"Sulet nyan desya. Ureung leu desya, tempat jih lam krak nuraka" (bohong itu dosa. orang berdosa, tempatnya di neraka). Saat kanak-kanak dulu, kalimat ini begitu sering saya dengarkan, baik itu di ucapkan oleh Ummi, guru di sekolah maupun oleh Teungku di rumah pengajian. Mungkin karena faktor inilah hingga membuat saya sangat takut untuk berbohong, saat itu.

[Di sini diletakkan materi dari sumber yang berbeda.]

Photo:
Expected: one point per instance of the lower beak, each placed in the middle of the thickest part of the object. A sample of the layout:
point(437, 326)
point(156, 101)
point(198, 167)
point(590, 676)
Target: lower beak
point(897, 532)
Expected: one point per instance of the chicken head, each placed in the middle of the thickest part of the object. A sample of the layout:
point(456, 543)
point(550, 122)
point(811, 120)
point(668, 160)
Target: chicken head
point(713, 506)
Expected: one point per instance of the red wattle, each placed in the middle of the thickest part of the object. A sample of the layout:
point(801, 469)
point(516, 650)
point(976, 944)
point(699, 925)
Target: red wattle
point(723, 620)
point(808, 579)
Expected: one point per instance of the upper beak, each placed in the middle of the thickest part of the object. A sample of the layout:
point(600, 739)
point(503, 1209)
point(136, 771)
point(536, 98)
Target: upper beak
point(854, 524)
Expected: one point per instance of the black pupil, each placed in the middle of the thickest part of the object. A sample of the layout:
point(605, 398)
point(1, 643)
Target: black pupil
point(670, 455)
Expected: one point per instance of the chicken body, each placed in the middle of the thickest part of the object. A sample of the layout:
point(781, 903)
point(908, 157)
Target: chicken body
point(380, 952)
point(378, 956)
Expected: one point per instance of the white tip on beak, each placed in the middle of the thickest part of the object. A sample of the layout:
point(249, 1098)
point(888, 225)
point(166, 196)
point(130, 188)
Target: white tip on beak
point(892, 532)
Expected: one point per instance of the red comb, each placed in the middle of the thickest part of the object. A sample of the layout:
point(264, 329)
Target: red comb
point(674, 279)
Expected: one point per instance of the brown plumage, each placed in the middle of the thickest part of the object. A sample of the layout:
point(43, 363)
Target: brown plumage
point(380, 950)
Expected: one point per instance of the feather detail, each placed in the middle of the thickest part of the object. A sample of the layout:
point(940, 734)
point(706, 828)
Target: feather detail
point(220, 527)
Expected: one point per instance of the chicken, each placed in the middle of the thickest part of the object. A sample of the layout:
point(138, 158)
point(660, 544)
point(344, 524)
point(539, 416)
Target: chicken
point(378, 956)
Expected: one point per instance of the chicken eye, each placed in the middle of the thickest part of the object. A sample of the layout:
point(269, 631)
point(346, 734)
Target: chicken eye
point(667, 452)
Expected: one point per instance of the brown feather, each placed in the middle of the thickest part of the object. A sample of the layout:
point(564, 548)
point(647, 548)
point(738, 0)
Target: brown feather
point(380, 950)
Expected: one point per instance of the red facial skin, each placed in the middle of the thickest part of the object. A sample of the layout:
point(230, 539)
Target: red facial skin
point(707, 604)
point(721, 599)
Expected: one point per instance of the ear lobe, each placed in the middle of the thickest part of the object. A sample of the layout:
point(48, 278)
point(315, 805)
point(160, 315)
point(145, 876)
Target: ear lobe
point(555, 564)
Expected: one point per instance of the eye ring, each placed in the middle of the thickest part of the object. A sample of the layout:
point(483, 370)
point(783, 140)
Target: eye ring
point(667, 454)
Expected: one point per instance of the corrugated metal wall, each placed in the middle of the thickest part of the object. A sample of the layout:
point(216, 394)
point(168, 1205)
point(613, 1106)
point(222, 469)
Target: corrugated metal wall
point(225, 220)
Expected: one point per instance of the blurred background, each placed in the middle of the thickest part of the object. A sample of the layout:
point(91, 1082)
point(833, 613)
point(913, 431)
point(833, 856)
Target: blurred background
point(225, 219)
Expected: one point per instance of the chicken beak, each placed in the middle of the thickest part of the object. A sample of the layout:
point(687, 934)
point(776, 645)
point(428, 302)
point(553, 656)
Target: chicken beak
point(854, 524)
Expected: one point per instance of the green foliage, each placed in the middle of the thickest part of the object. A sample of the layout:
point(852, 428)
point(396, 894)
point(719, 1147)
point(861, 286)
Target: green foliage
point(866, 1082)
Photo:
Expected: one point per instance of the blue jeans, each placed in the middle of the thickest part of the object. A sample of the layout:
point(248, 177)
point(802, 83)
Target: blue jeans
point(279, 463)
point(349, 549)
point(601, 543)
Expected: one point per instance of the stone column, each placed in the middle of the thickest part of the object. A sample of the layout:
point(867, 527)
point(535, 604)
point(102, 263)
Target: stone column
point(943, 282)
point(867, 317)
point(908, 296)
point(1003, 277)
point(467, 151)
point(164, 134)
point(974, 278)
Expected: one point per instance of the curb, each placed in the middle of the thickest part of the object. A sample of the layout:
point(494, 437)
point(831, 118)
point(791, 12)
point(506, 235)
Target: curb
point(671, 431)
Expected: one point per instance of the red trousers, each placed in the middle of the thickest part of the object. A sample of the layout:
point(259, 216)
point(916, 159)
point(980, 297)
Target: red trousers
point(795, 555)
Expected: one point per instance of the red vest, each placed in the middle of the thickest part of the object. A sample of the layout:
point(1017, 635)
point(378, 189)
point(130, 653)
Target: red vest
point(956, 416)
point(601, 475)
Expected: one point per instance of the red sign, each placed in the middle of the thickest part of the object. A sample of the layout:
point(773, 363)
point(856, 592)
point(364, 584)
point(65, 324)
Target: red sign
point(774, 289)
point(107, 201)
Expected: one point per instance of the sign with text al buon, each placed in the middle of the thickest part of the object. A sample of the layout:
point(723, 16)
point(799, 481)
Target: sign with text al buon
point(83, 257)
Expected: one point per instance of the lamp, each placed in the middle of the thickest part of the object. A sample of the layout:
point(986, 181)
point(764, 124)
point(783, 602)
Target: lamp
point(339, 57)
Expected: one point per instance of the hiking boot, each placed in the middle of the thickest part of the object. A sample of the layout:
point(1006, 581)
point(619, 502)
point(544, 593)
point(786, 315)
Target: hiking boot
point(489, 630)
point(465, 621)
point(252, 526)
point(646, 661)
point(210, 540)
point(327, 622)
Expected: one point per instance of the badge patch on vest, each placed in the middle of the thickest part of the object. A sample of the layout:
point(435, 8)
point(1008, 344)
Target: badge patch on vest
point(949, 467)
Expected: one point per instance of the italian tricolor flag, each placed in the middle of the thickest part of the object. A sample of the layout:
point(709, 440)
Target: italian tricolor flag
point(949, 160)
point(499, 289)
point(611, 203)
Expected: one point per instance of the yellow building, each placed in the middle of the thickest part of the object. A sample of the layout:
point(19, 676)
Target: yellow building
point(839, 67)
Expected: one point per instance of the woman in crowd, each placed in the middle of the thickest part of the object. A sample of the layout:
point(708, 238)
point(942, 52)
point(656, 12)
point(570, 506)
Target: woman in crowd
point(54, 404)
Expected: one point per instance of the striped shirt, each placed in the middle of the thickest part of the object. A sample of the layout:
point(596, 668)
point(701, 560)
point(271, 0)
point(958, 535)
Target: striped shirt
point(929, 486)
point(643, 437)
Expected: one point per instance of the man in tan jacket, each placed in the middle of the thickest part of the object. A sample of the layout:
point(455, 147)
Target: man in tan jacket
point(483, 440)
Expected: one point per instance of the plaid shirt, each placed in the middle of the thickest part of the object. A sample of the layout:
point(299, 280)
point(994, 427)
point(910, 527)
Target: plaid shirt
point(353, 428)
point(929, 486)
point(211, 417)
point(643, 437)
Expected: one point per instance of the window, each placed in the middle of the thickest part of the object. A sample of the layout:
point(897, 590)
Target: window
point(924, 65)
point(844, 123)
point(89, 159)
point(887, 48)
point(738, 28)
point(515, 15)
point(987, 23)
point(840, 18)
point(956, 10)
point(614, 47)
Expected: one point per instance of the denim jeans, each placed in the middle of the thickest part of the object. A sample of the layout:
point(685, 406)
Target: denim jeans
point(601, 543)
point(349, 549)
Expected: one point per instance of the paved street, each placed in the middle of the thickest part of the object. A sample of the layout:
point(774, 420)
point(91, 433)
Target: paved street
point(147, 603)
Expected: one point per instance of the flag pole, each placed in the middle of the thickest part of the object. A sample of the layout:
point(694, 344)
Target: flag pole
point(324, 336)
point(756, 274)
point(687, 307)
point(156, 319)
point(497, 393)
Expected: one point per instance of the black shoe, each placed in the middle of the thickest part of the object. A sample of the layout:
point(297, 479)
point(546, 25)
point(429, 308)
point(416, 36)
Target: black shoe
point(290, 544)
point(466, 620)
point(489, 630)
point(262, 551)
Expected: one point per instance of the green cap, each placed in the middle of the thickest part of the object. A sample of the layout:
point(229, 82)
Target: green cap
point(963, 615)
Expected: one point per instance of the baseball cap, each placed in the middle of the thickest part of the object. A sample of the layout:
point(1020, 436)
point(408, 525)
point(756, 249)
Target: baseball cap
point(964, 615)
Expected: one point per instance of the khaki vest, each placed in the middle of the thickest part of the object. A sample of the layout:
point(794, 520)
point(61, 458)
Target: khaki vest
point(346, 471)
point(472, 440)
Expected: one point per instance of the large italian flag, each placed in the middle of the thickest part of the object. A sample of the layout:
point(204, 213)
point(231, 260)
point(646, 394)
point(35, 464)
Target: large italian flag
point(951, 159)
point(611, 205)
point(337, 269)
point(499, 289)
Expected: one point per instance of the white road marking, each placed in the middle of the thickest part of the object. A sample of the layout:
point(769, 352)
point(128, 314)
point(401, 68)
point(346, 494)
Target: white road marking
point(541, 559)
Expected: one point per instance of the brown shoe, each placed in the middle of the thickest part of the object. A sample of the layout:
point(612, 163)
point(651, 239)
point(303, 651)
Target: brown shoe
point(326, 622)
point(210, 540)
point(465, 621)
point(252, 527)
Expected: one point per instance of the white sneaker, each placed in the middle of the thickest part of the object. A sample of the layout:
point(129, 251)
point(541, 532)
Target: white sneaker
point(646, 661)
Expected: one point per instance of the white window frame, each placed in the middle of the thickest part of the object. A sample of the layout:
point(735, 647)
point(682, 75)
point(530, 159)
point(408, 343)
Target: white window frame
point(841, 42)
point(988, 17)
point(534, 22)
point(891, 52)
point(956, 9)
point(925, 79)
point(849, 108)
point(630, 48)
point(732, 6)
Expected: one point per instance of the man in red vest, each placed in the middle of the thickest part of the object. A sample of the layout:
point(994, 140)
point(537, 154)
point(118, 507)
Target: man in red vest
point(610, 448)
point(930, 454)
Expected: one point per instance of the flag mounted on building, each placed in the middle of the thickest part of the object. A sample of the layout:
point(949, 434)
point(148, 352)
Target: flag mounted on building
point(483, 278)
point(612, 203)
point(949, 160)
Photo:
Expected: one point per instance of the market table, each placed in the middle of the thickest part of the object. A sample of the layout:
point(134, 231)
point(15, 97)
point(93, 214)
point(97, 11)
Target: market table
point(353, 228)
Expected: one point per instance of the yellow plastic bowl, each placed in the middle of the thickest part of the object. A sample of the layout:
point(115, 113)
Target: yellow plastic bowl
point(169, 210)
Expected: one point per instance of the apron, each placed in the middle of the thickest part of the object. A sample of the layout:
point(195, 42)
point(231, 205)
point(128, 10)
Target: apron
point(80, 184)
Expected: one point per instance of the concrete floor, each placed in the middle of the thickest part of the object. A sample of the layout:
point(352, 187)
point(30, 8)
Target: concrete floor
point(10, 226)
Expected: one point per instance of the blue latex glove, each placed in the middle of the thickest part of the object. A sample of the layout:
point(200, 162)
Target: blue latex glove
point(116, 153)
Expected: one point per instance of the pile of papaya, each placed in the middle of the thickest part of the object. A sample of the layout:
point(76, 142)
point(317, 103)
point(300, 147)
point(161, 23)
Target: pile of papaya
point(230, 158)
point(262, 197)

Hari berganti hari, bulan bergantian menjadi hitungan tahun hingga saya benar-benar melakukan sebuah kebohongan terbesar dan juga terkonyol dalam sejarah hidup saya. Memang, hingga saat ini, sudah banyak kebohongan yang saya lakukan. Mulai kepada teman, dalam pergaulan sehari-hari. Kepada orang tua, saat keasyikan main sampai-sampai telat pulang ke rumah kemudian di tanyai "sudah shalat ?", Tapi karena takut kena marah lalu harus mengganti shalat dengan 4 kali lipat, terus jawab "sudah", padahal belum. Kepada guru, saat pura-pura sakit, saat bolos sekolah kemudian pergi main PS tetapi titip surat ke teman dengan alasan sakit atau izin. Saat interview masuk kerja, dan masih banyak kebohongan-kebohongan kecil lainnya yang telah saya lakukan. Walaupun dengan niat kebaikan untuk diri sendiri, tetapi yang namanya berbohong tetaplah bohong dan dosa, hukumnya. Saya tidak bangga dengan catatan-catatan hitam dalam sejarah kehidupan saya ini, tetapi inilah bumbu kehidupan. Baik dan buruk itu merupakan satu paket yang telah ada dalam diri kita, namun tergantung kepada kita untuk mengoptimalkan potensi kebaikan atau keburukan yang ada dalam diri kita ini. Untuk itu, saya harap pembaca tidak mencontoh keburukan yang ada pada diri saya ini. Namun, sedikit dari sekian banyak kebohongan yang telah saya lakukan, seingat saya, mungkin hanya ada dua kebohongan terkonyol, terbodoh dan terpalsu yang pernah dan telah saya lakukan, yaitu kebohongan yang saya namakan "kebohongan dua sidang". Yang pertama yaitu kebohongan kepada Abi di saat sidang karena kedapatan rokok di dalam lemari, oleh ummi. Dan satunya lagi, di saat sidang presentasi tugas akhir. Dan dua kebohongan inilah yang akan saya ceritakan di dalam tulisan singkat ini.
Gagal berbohong - Edisi 1
Gagal berbohong - Edisi 1
Sidang Kedapatan Merokok
Saat itu tahun 1998, berarti usia saya saat itu lebih kurang 9 tahun. Selepas pulang ngaji, kira-kira pukul 20.30. Seperti biasanya, saya, abang dan kedua adik saya, lomba lari pulang ke rumah. Sesampai di rumah, masih seperti biasa, sambutan kasih sayang dari Ummi selalu menjadi pemandangan yang syahdu bagi Abi. Suasana damai dan tentram masih tetap kami rasakan di rumah permanen yang telah Abi bangun, sejak beberapa tahun silam. Tanpa merasa bersalah karena telah melakukan kesalahan dan tanpa ada rasa curiga, aktifitas kami selanjutnya adalah menikmati makan malam bersama. Nasi putih dan lauk pauk seadanya, jika itu buatan Ummi, maka nikmat dan lezat sudah tentu itu rasanya. Saat itu kami tampo (makan) dan khop-khop (santap) nasi itu dengan sangat lahap hingga membuat makanan di meja makan, habis seketika. Makan malam selesai, maka saatnya belajar. Selain shalat tepat waktu, inilah aturan kecil yang di buat Abi untuk kami, anak-anaknya. Dan kami mesti dan wajib patuh untuk menjalankan setiap aturan yang telah Abi buat dalam keluarga kecilnya.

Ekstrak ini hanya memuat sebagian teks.